The observer is also the one who is being Observed. - J. Krishnamurti
In Kaya and Vedana, you work on removing the negatives. In Chitta, your practice helps you get connected to the print moment all of the time. So in dhamma, we move higher. In 1 & 2, you remove the negatives.
Task: In your “you” journal, write down all the things that you do just for yourself. The things make you feel good about and with yourself. You don’t do it for any other reason besides the fact that it gives you happy feelings.
eg: feeding a stray dog. It makes you feel happy to do it. You don’t do it because you will acquire good karma by doing so but just because you want to. It's an unselfish act.
Playing music when you're alone and just dancing, with no care of thought to how you look, the way you move, or anything. You dance cops the act of moving to rhythm makes you feel good.
Here it is important to understand three things:
Dharm - responsibility
Karma - every action has a reaction
Bhagya - destiny - this is the result of your karma
Karma and Dhamma are both related to Intention.
Karma is a highly misunderstood term. Every action that we make, whether in thought or deed, results in some form of a reaction. This reaction may be instantaneous, it may occur after some time has passed, or it can be in another life.
Karma is of two types:
Good(Punya) Karma, further subdivided into small and big karma.
Bad(pap/sin) Karma, also further subdivided into small and big karma.
Destiny is the storehouse of all your big good and bad karma.
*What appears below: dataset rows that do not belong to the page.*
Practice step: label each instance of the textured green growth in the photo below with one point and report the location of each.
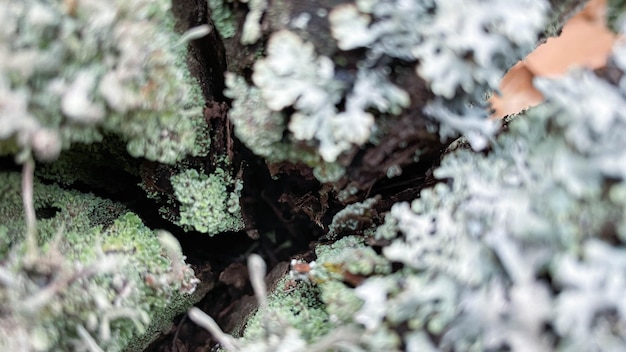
(72, 72)
(296, 303)
(615, 11)
(99, 280)
(208, 203)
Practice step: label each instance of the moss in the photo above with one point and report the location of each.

This destiny can always be changed depending on how your karma circle is completed. Let us understand this further with some examples.
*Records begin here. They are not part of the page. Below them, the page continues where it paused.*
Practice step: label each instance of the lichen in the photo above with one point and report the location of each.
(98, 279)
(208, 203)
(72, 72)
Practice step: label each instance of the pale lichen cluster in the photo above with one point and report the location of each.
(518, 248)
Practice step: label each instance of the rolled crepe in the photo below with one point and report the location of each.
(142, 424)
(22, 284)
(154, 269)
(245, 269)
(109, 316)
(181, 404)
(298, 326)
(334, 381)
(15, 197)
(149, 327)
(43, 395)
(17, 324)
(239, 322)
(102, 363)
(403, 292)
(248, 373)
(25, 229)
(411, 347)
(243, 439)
- Jack loans Jill some money. After some time has passed, Jill pays back the money. So the circle is complete and jack also earned some good karma which will come back to him at some point most likely from Jill itself. Their destiny is not affected.
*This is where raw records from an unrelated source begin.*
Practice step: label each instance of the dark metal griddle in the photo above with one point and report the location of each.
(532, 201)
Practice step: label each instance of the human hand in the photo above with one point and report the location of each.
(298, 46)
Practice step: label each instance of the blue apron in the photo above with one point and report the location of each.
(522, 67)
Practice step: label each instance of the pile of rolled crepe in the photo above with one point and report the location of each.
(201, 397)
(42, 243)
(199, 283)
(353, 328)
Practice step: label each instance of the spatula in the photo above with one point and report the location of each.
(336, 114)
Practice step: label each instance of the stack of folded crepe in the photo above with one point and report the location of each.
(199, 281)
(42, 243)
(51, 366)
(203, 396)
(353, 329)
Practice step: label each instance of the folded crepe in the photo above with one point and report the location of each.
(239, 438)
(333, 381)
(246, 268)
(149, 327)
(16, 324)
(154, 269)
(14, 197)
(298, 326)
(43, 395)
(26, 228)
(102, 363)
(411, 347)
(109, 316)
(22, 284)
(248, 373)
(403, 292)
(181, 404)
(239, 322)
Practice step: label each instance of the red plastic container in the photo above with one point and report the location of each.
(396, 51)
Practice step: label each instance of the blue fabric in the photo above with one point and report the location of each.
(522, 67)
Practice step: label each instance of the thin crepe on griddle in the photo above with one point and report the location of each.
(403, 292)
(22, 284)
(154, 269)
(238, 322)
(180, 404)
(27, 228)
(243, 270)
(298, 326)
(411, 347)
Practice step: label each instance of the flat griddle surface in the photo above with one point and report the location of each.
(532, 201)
- John loans George some money. John doesn’t pay the money back and eventually dies. The circle is left open. So in the next life, a situation will occur in which George will have to pay John back in some form.
The above was an example of Big Karma
- Imagine a friend comes and slaps you. That friend now has bad karma. So you slap him back. If you don't, he will receive a slap at some point in his life. So this doesn’t get accumulated and does not affect his destiny. This is an example of small karmas.
- Intention is very important in both these.
- Suppose it's your friend's birthday and you want to buy them the best chocolates because they have a sweet tooth. So you gift them a box of the best chocolates. The next day you find out that your friend ate all the chocolates in one go and was now very sick in the hospital. Your action had a bad reaction. But that was not your intention. Your intention was to give your friend the best. It is not your fault that he/she is in the hospital, because his reaction is the result of his own actions.
Time is the X factor. Karma can be fulfilled in any life, but it is always fulfilled between the same individuals, especially in the case of Big karma.
Yamraj is the first department that you encounter when you die and go to heaven. In this, you are given your Yamloka which is the judgment that takes place after you die. Things that were not recorded in your destiny, such as the small karmas discussed and evaluated over here. This way you don’t carry them forward into your next life.
Big Good and Big Bad Karma get added into the next life.
Small good and small bad Karma gets sorted out in the same life or at your Yamlokha.
Vipassana is the practical teaching of the Buddha. It is not intellectual, emotional, entertaining or philosophical, or devotional in any way. It is rational, scientific, and reality-based. By practicing Vipassana, one experiences the truth within oneself and understands how the mind, body, and soul work together. It leads one from an impure scattered mind to a pure, calm, and peaceful state.
I hope that this article will help you get started on the path to self-study and actualization and guide you on your Vipassana journey.